於 Day 18,我們知道 CloudWatch Agent 是藉由 kubelet 提供 cadvisor metrics。因此可以查看在 CloudWatch source code 於 containerinsightscommon module 定義 const name NetTotalBytes

NetTotalBytes = "network_total_bytes"

接續在 input cadvisor net_extractor GetValue() 驗證是由作業系統層級的各個 network interface RXTX 數值累計。

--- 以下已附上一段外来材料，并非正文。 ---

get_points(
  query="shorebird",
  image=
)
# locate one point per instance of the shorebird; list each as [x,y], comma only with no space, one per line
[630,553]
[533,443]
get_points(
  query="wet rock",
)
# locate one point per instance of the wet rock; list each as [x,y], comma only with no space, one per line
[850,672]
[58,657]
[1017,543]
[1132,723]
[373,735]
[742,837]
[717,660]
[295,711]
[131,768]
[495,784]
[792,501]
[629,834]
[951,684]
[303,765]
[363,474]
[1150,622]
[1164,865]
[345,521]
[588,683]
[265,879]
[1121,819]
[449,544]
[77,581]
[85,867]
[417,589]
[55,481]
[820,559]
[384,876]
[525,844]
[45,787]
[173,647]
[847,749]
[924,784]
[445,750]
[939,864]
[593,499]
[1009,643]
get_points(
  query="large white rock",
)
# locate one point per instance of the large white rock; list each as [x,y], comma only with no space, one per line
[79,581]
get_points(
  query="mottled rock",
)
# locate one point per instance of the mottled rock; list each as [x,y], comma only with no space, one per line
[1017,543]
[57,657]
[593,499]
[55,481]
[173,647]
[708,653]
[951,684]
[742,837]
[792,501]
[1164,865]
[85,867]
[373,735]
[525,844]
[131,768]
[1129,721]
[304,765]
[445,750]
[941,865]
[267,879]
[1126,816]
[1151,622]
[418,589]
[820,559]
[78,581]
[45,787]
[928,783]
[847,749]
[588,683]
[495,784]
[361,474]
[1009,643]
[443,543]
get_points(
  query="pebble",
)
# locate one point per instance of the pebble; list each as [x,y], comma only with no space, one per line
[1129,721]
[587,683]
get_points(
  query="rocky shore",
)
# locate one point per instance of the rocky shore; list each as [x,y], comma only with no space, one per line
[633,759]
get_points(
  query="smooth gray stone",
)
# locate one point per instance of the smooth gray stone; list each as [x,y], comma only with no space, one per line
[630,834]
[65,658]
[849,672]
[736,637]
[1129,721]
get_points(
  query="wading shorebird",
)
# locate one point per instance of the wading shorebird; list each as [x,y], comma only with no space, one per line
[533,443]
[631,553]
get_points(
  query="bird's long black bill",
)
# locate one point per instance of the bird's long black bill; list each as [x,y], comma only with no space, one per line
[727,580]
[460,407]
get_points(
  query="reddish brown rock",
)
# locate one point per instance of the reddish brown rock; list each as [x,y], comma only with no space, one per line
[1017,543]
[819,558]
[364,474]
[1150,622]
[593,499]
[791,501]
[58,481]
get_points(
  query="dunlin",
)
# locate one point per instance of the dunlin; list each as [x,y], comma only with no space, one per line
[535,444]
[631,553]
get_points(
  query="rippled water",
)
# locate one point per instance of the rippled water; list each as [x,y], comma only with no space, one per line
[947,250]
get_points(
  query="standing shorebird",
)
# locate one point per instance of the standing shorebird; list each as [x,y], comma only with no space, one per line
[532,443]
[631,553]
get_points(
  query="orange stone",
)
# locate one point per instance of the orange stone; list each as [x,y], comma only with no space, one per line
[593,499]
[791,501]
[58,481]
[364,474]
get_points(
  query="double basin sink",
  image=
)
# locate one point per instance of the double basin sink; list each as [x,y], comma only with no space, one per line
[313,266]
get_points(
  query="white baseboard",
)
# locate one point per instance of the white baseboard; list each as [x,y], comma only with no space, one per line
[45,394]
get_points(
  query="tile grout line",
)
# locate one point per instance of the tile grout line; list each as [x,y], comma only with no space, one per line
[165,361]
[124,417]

 if preInfo, ok := n.preInfos.Get(info.Name); ok {
curStats := GetStats(info)
preStats := GetStats(preInfo.(*cinfo.ContainerInfo))
deltaCTimeInNano := curStats.Timestamp.Sub(preStats.Timestamp).Nanoseconds()
if deltaCTimeInNano > MinTimeDiff {
curIfceStats := getInterfacesStats(curStats)
preIfceStats := getInterfacesStats(preStats)

// used for aggregation
var netIfceMetrics []map[string]float64

for _, cur := range curIfceStats {
for _, pre := range preIfceStats {
if cur.Name == pre.Name {
mType := getNetMetricType(containerType)
netIfceMetric := make(map[string]float64)
...
...
...
netIfceMetric[NetTotalBytes] = netIfceMetric[NetRxBytes] + netIfceMetric[NetTxBytes]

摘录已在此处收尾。